L’entrée principale de l’ENS, le 24 mai 2018 à Libreville. © Gabonreview

 

Estimant avoir été floués par leur tutelle, les enseignants de l’Ecole normale supérieure (ENS) ont déclenché un mouvement de grève générale illimitée au sein de leur établissement, le 23 mai à Libreville. Ces derniers réclament essentiellement le paiement des vacations.

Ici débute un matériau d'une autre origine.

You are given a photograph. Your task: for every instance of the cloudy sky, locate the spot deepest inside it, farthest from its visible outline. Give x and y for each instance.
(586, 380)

«Nous avons des arriérés de 2015 et 2016 qui ne sont pas encore épuisés. En fin de semaine dernière, il y a eu un geste. Mais nous estimons que ce qui nous a été donné est ridicule», a déploré, le 24 mai à Libreville, une enseignante-chercheuse de l’ENSS. Selon Emmanuelle Nguema Minko, en effet, certains enseignants sont sortis du Trésor avec 32 000, 15 000 ou 6500 francs CFA. «C’est vraiment dérisoire par rapport à ce qui nous est dû», a-t-elle estimé.


Quelques revendications des enseignants ici listées. Et, Emmanuelle Nguema Minko en compagnie d’un collègue. © Gabonreview

Résultat des courses : les enseignants ont rallongé leur liste de revendications. En plus des vacations de 2015 et 2016, ils réclament aussi celles de 2017. Une décision que n’a pu contrecarrer le ministre de tutelle, qui a reçu les enseignants le 23 mai à Libreville. «Nous avons été reçus hier par le ministre, qui a fait preuve de beaucoup de bonne volonté. Reconnaissant que le gouvernement nous doit, le ministre nous a assuré qu’il allait se battre pour épurer ou payer une bonne partie des arriérés de nos vacations», a révélé Emmanuelle Nguema Minko.

Qu’à cela ne tienne, les enseignants se sont fermes : «Le mouvement ne sera levé qu’au paiement intégral de nos vacations. Nous avons suffisamment fait preuve de bonne volonté. A la limite, on a été maboules. Nous n’aurions pas dû reprendre les cours, sans avoir au préalable épuisé la dette de 2015 et 2016», a souligné Emmanuelle Nguema Minko.

Les enseignants sont d’autant plus inflexibles que certains collègues se font régulièrement payer dans les locaux de l’ENS. «Nous en sommes encore à réclamer les reliquats de 2015 et 2016, alors que les autres sont payés pour le premier semestre 2018. Et pourtant, nous avons tous les mêmes ordonnateurs de crédit. C’est assez inédit comme situation», ont conclu les enseignants de l’ENS, bien décidés à aller jusqu’au bout.